Worum geht es in diesem Film?
"Jetzt" notierte Goebbels im März 1942 zur Judenfrage, "haben wir eine ganze Reihe von Möglichkeiten, die uns im Frieden verwehrt sind. Die müssen wir ausnützen."

"Jetzt", das meint den Zeitpunkt des Vernichtungskriegs gegen Polen und die Sowjetunion. Im "Pulverdampf des Krieges" lässt sich manches bewerkstelligen, was sonst Aufsehen erregen könnte.

Man trifft sich zu einer Konferenz: Heydrich und sonstige "Spitzen" von SS und SA mit Vertretern der Ministerien. 

Einziges Thema der Konferenz: 
Die Vernichtung der europäischen Juden. 
Was wird diskutiert? 
Die "Bereinigung" der Landkarte von "Fliegendreck". Das Wort steht für die Punkte auf der Landkarte, wo es noch einen jüdischen Bevölkerungsanteil zu finden gibt.

Vor allem aber werden die "immensen Transportprobleme" dieser "Aktion" besprochen. Wo noch moralische Bedenken auftauchen, lautet die lakonische und "beruhigende" Antwort: "Wo gehobelt wird, fallen auch Späne!". Wird es für den Fortgang der auf schnelle Ergebnisse ausgerichteten Konferenz doch mal eng, helfen Schnittchen und Schampus!

Die Ermordung der europäischen Juden erscheint auf dieser Konferenz immer weniger als ein moralisches Problem, ja nicht einmal hauptsächlich als ein politisches; vielmehr wird sie zunehmend nur noch als ein organisatorisches Problem dargestellt, für das die SS die geeigneten Maßnahmen treffen wird - und diese Sichtweise wird von den beteiligten Verwaltungsbeamten auch gerne aufgegriffen. Die Ermordung wird so zu einem Verfahren, das in der Abstraktion der Schreibtischarbeit, ohne unmittelbare Anschauung, durchgeführt werden kann. Ist diese Ebene erst einmal erreicht, lässt sich auch mit Verwaltungsleuten aus den Ministerien, die noch Skrupel haben, leichter verhandeln. Jetzt greifen "Verwaltungsverfahren" und es quälen lediglich "Verwaltungssorgen"; diese aber sind mit Verfahren der Verwaltung "angemessen" zu bearbeiten. So lässt sich der totale Krieg organisieren, denn alle sind verwickelt, aber auch alle irgendwie entlastet, denn auf diese Weise tun sie doch nichts Außergewöhnliches, auch nichts, was sie moralisch allzu sehr bedrängen müsste, sondern nur ihre gewohnte "alltägliche" Pflicht.

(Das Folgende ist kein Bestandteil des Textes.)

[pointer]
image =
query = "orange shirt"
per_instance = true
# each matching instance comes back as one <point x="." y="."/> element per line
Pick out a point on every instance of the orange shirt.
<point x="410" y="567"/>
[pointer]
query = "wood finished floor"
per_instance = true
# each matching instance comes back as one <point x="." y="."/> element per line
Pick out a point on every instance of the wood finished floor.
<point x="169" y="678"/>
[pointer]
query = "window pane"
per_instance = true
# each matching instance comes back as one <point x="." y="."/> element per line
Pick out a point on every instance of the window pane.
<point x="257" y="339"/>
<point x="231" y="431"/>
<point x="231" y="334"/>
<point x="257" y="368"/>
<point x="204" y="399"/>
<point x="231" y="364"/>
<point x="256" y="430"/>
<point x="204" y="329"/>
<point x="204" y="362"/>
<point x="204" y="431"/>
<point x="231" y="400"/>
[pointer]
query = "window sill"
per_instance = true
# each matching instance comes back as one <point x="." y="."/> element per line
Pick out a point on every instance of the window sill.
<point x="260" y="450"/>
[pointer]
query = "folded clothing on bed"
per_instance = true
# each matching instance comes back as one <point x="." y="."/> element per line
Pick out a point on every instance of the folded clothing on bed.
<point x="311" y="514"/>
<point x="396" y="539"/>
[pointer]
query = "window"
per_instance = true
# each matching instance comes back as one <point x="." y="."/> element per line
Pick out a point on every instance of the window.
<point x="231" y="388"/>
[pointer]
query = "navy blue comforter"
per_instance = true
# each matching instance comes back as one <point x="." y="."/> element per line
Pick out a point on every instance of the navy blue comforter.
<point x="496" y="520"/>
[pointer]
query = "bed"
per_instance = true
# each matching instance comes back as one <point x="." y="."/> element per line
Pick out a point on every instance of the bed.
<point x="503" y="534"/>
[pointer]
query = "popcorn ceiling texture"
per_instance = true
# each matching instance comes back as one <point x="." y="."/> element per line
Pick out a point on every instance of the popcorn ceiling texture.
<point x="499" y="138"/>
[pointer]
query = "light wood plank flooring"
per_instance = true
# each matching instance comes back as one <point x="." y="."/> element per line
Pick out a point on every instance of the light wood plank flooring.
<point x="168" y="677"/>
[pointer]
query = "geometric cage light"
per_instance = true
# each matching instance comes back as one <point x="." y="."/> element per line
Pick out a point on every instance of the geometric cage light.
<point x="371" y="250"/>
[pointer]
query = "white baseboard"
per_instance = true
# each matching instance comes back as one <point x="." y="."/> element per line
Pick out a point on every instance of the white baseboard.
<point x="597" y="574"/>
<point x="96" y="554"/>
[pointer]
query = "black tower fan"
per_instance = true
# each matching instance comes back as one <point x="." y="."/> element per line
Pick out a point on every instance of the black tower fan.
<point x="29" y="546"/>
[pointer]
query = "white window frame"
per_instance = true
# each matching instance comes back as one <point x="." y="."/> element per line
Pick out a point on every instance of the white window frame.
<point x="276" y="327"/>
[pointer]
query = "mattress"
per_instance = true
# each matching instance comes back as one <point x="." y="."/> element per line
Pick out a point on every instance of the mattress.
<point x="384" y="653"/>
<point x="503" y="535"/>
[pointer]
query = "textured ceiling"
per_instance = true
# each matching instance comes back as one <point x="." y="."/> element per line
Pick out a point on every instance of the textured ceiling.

Der Verlauf des Gesprächs in der Diskussion nach dem Film führte von den individuellen Reaktionen der Zuschauer zu einer ganz grundsätzlichen Frage: Die Frage nach der Natur des Menschen und seiner Verfügbarkeit für politische Zwecke.

Gibt es da noch Hemmschwellen? Kann man sich in seiner Identität, seinem Glauben an die moralische Integrität auch unter veränderten äußeren Bedingungen noch sicher sein? Hätte es nicht doch auch Handlungsspielräume gegeben?

Es erschrecken hier zwar die kalten Ausführungen der SS, mehr noch aber die Verführbarkeit vergleichsweise unbescholtener und "korrekter" Menschen.

So zeigte sich, entgegen der von interessierter Seite gern geäußerten Forderung, dass mit der Beschäftigung mit dem III. Reich nun Schluss sein müsse und könne, dass grundlegende Fragen nach der Verführbarkeit des Menschen, der Rolle des Staates und der Selbstverantwortung des Einzelnen immer auf der Tagesordnung stehen und dass den Deutschen, insbesondere auch denen, die unmittelbar gar nicht beteiligt waren, der Schreck über die Taten ihre Volkes weiter in den Knochen steckt. 

Bei der Betrachtung des Films wird etwas deutlich, das man mit dem Bild vom moralisch integren Ich, das man von sich selber hat, nicht in Einklang bringen kann - und das irritiert.

Lähmt also der Film? Zeigt er: der Mensch ist des Menschen Wolf? Muss also nicht gerade ein starker Staat her, damit sich nicht alle zerfleischen? Wie aber, wenn der starke Staat das Zerfleischen seinerseits zum Programm macht? Ist denn die Vernichtung von Millionen Menschen ein Rückfall in die Barbarei oder ist nicht gerade erst die moderne Gesellschaft mit ihrer Aufsplittung von Arbeit und Verantwortung eine wesentliche Voraussetzung für den "Holocaust" gewesen?